# Introduction to Claude 3.7 Sonnet and Extended Thinking

This notebook provides an introduction to Anthropic's Claude 3.7 Sonnet model and its innovative "extended thinking" capability. We'll explore:

1. Overview of Claude 3.7 Sonnet's capabilities
2. Understanding extended thinking and how it works
3. Setting up Claude 3.7 in Amazon Bedrock
4. Comparing standard mode vs. extended thinking mode
5. Visualizing the thinking process

By the end of this notebook, you'll have a clear understanding of when and how to use extended thinking to improve your AI workflows.

In [1]:
!pip install -r requirements.txt -qU --disable-pip-version-check

In [None]:
# Import required libraries
import boto3
from botocore.config import Config
import json
import time
import pandas as pd
import matplotlib.pyplot as plt
from termcolor import colored
from IPython.display import display, Markdown, HTML

## 1. Overview of Claude 3.7 Sonnet's Capabilities

Claude 3.7 Sonnet represents Anthropic's most advanced model to date, released in February 2025. It introduces several key improvements over previous Claude models:

### Key Capabilities

- **Hybrid Reasoning Approach**: Claude 3.7 Sonnet can operate in both standard mode and "extended thinking" mode, allowing you to control when the model engages in deeper reasoning.

- **Increased Output Length**: Supports up to 64K output tokens (8x longer than previous models), with up to 128K tokens in preview.

- **Enhanced Computer Use**: Improved capabilities for computer interaction, including additional actions like scroll, wait, left mouse down/up, hold key, and triple click.

- **Improved Code Generation**: Leading performance on coding benchmarks, particularly with SWE-bench Verified.

- **Reasoning Budget Control**: When using the API, you can control exactly how much "thinking power" to allocate to a task, from the minimum required budget to much larger allocations for complex problems.

Claude 3.7 Sonnet excels at tasks requiring deep analysis, complex problem-solving, and multi-step reasoning - while maintaining the ability to provide quick responses when extended thinking isn't needed.

## 2. Understanding Extended Thinking

### What is Extended Thinking?

Extended thinking is a groundbreaking capability that allows Claude to solve complex problems through step-by-step reasoning that is visible to the user.
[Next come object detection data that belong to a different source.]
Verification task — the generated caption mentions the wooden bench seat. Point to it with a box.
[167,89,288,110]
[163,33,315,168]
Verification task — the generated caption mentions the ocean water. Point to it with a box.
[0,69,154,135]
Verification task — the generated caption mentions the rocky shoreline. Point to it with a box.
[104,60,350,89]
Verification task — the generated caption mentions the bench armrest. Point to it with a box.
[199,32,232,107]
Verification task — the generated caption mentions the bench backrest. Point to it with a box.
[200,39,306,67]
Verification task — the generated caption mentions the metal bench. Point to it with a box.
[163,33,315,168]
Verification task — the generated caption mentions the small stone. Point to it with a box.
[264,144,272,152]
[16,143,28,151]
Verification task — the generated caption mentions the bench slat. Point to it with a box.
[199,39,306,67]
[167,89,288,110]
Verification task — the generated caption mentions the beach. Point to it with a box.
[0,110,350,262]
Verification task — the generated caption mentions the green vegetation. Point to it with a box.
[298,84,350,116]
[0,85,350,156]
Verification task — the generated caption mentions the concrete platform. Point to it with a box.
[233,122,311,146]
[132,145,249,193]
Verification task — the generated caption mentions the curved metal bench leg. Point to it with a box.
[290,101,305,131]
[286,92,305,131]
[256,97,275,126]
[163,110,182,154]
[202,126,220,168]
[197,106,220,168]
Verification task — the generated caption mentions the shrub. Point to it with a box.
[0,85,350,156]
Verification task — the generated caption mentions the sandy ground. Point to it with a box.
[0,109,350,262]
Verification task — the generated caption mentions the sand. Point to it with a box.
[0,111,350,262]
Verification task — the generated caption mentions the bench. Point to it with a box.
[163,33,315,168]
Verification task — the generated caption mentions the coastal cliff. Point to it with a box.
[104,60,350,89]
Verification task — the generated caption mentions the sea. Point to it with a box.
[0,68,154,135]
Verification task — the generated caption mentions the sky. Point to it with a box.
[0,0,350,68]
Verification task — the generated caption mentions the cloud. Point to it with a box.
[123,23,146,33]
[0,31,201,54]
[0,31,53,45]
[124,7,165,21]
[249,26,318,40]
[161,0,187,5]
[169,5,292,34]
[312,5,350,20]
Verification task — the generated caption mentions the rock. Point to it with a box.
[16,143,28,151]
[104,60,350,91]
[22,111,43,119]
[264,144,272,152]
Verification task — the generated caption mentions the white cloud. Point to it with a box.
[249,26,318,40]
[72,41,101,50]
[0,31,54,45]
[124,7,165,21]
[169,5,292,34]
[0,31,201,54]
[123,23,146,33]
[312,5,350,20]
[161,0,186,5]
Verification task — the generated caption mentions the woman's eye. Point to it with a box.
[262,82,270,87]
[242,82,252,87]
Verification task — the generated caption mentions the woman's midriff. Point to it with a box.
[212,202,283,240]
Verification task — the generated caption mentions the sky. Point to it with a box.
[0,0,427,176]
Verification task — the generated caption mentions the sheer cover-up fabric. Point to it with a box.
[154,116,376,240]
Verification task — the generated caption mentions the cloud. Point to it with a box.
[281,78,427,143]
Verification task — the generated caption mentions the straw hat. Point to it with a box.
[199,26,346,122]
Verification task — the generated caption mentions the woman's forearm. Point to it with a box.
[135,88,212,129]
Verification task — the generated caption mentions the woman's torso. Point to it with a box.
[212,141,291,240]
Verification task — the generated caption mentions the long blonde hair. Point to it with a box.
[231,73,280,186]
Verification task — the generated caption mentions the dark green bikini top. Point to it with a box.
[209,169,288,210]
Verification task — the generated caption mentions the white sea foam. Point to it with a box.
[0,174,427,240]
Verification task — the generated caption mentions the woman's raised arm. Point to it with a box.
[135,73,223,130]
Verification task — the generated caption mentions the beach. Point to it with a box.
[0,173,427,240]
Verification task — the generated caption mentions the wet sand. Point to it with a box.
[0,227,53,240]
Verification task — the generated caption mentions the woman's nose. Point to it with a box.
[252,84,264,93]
Think of it like watching a mathematician work through a proof on a whiteboard, rather than just seeing the final answer.

### How Extended Thinking Works

When enabled, Claude 3.7 Sonnet follows a process similar to human problem-solving:

1. It first processes the task in an internal "scratchpad" - thinking through the problem step by step
2. This reasoning process is visible to you in the API response
3. After completing its reasoning, Claude provides a final answer informed by this thinking

### Extended Thinking vs. Chain of Thought

**Traditional Chain of Thought (CoT):**
- Requires specific prompting to elicit step-by-step reasoning
- The reasoning quality depends heavily on prompt engineering
- Reasoning and response are intermingled
- No control over reasoning depth

**Extended Thinking:**
- Explicitly enabled via API parameter
- Reasoning budget can be precisely controlled
- Reasoning appears in a separate field from the final response
- More thorough and structured reasoning

### Reasoning Budget

A key innovation of Claude 3.7 Sonnet is the ability to control the "reasoning budget" - the amount of tokens allocated to the thinking process:

- Minimum budget: 1,024 tokens
- Can be increased up to the model's 128K token limit
- Larger budgets allow for more thorough reasoning on complex problems

Think of the reasoning budget like allocating CPU time to a computational task - more complex tasks benefit from larger allocations.

In [None]:
## 3. Setting up Claude 3.7 in Amazon Bedrock

# Configure the AWS region
REGION = 'us-west-2'  # Change to your preferred region
config = Config(read_timeout=300)


# Initialize Bedrock clients
bedrock = boto3.client(
    service_name='bedrock',
    region_name=REGION,
    config=config
)

bedrock_runtime = boto3.client(
    service_name='bedrock-runtime',
    region_name=REGION,
)

# Claude 3.7 Sonnet model ID
CLAUDE_37_SONNET_MODEL_ID = 'us.anthropic.claude-3-7-sonnet-20250219-v1:0'

# For comparison, Claude 3.5 Sonnet model ID
CLAUDE_35_SONNET_MODEL_ID = 'us.anthropic.claude-3-5-sonnet-20241022-v2:0'

> **Note**: In this lesson, we're showing you the fucntions below for clarity, but going forward we will make these utility functions imported as `claude_utils`. The `claude_utils.py` module contains helper functions for creating Bedrock clients, invoking Claude with or without extended thinking, and displaying responses.

In [None]:
def invoke_claude(
    prompt, 
    model_id=CLAUDE_37_SONNET_MODEL_ID, 
    enable_reasoning=False, 
    reasoning_budget=1024,
    temperature=0.7,
    max_tokens=1000
):
    """
    Invoke Claude with or without extended thinking.
    
    Args:
        prompt (str): The prompt to send to Claude
        model_id (str): The model ID to use
        enable_reasoning (bool): Whether to enable extended thinking
        reasoning_budget (int): Token budget for reasoning (min 1024)
        temperature (float): Temperature for generation (0.0-1.0)
        max_tokens (int): Maximum tokens to generate
        
    Returns:
        dict: The complete API response
    """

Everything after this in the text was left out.